Here’s how you can use it to fine-tune a model using pictures of my dog.

export MODEL_NAME="stabilityai/stable-diffusion-2-1-base"
export INSTANCE_DIR="./data/mug"
export OUTPUT_DIR="./trained_models/"
export TEMPLATE="object"
export TOKEN="<mydog>"
export DEVICE="cuda:0"

lora_pti \
  --pretrained_model_name_or_path=$MODEL_NAME  \
  --instance_data_dir=$INSTANCE_DIR \
  --output_dir=$OUTPUT_DIR \
  --train_text_encoder \
  --resolution=512 \
  --train_batch_size=1 \
  --gradient_accumulation_steps=4 \
  --scale_lr \
  --learning_rate_unet=1e-4 \
  --learning_rate_text=1e-5 \
  --learning_rate_ti=5e-4 \
  --color_jitter \
  --lr_scheduler="linear" \
  --lr_warmup_steps=0 \
  --placeholder_tokens=$TOKEN \
  --use_template=$TEMPLATE \
  --save_steps=100 \
  --max_train_steps_ti=1000 \
  --max_train_steps_tuning=1000 \
  --perform_inversion=True \
  --clip_ti_decay \
  --weight_decay_ti=0.000 \
  --weight_decay_lora=0.001\
  --continue_inversion \
  --continue_inversion_lr=1e-4 \
  --device=$DEVICE \
  --lora_rank=1 \

Running this using on an rtx 2080 ti should take around 15 minutes and will generate multiple checkpoint of the trained LoRA.

Inference

To infer with trained LoRA, we need to patch the stable diffusion model used. Basically, we load the LoRA weights, and add them to the required layers. We can then scale the LoRA weights using an alpha parameter that will follow this formula:

$ W_{sd} = W_{StableDiffusion} + \alpha W_{LoRA} $

By setting $\alpha$ at 0, we will only use the weights of Stable Diffusion, setting at 1 will make it fully use the LoRA weights, and greater than 1 will make the model mainly use the LoRA weights.

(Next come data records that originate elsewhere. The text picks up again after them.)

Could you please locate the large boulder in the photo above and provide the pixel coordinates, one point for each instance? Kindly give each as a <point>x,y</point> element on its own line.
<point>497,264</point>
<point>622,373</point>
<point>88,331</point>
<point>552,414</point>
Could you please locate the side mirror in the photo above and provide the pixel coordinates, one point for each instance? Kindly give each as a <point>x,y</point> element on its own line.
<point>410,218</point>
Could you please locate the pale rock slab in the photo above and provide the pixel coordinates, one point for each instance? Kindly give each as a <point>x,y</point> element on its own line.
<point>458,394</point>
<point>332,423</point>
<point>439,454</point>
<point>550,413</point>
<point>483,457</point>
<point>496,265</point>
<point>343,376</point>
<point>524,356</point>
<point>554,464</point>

The inference code is as simple as this:

from diffusers import StableDiffusionPipeline, EulerAncestralDiscreteScheduler
import torch
from lora_diffusion import tune_lora_scale, patch_pipe
import argparse

def parse_args():
    parser = argparse.ArgumentParser()

    parser.add_argument("--model")
    parser.add_argument("--prompt")
    parser.add_argument("--scale", type=float, default=0.8)

    args = parser.parse_args()

    return args

if __name__ == '__main__':
    args = parse_args()

    # Load Stable Diffusion
    model_id = "stabilityai/stable-diffusion-2-1-base"
    pipe = StableDiffusionPipeline.from_pretrained(
        model_id,
        torch_dtype=torch.float16
    ).to("cuda")
    pipe.scheduler = EulerAncestralDiscreteScheduler.from_config(
        pipe.scheduler.config
    )

    # Apply the LoRA layers on the model
    patch_pipe(
        pipe,
        args.model,
        patch_text=True,
        patch_ti=True,
        patch_unet=True,
    )

    # Tune the LoRA alpha
    tune_lora_scale(pipe.unet, args.scale)
    tune_lora_scale(pipe.text_encoder, args.scale)

    # Inference
    torch.manual_seed(0)
    image = pipe(
        args.prompt,
        num_inference_steps=50,
        guidance_scale=7
    ).images[0]
    image.save("output.jpg")

Here is an image of my cute dog:


My cute dog :D

And here are some generated images:


< dog > sitting at the beach

Side Notes

A recent paper of Google claims to provide much better results in the styling category using approach called StyleDrop. Combining StyleDrop for the style and Dreambooth to learn new objects might allow to generate images with even more accurate results for more specific use cases.